Qwlouse commented 9 years ago
  1. I'd stick to the same name for both. But either one is ok with me
  2. slight preference towards padding
  3. seems convenient to me, especially for strides. Is 1 for padding really a good default?
  4. I agree it should rather be ReLU for both
untom commented 9 years ago

well, for convolutions, the amount of padding typically depends on the size of the kernel (as far as I know).

untom commented 9 years ago

The functionality has been merged and seems to work nicely, however there's still some stuff left to do:

  1. There should be a lot of overhead in all the calls we currently make by mallocing/setting up/free-ing descriptors all the time. Each of these calls goes through CFFI. AFAIK is pretty fast, but it might be even nicer to wrap this all up into one cython-call (that would also allow us to get rid of the python-cudnn-wrapper dependency). But I don't think this has high priority.
  2. I'd like to figure out how much time the alloc/free of the descriptors costs us and think of a remedy (e.g. per layer specific storage)
  3. we currently use a pre-defined convolution algorithm that uses no additional gpu-workspace.

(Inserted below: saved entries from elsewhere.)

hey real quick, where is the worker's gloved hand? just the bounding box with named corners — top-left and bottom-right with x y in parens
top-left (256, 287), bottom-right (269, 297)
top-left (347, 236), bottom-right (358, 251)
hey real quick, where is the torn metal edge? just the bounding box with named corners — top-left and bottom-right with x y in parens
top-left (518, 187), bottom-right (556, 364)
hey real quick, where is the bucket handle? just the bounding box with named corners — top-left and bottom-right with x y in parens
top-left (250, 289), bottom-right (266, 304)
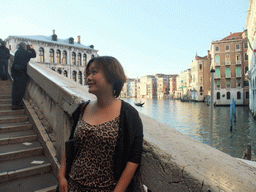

However, cudnn would allow to pick the best algorithm /workspace size for the given convolution parameters. This is again something that would need to use some layer-specific storage thing.
  4. Switch to cudnn_v3 API (which essentially just offers more ways to pick the right algorithm given the convolution parameters)
flukeskywalker commented 9 years ago

I think it's pretty great!

1/2 does not need high priority I'd say. The cost of setting up descriptors etc. will be minuscule in comparison to data handling and computation, especially for larger inputs.

3 and 4 should definitely be done. We should soon set up a large size experiment (ImageNet/PASCAL etc.) and these will be crucial to effectively utilize the compute power.

flukeskywalker commented 9 years ago

Add.: I think that a) Pooling2D doesn't need num_filters as arg and b) should also support avg. pooling, right?

untom commented 9 years ago

it doesn't need num_filters, you're right. As for avg pooling: we can either add it there or in its own layer, I don't know what's better?

flukeskywalker commented 9 years ago

Probably best to add a type or pool_type parameter to that layer itself. Preventing layer proliferation should be better for the future.

On 1 September 2015 at 21:26, untom notifications@github.com wrote:

it doesn't need num_filters, you're right. As for avg pooling: we can either add it there or in its own layer, I don't know what's better?

— Reply to this email directly or view it on GitHub https://github.com/Qwlouse/brainstorm/issues/25#issuecomment-136833867.

untom commented 9 years ago

k

flukeskywalker commented 9 years ago

Bulk of work for this is in. Thanks @untom!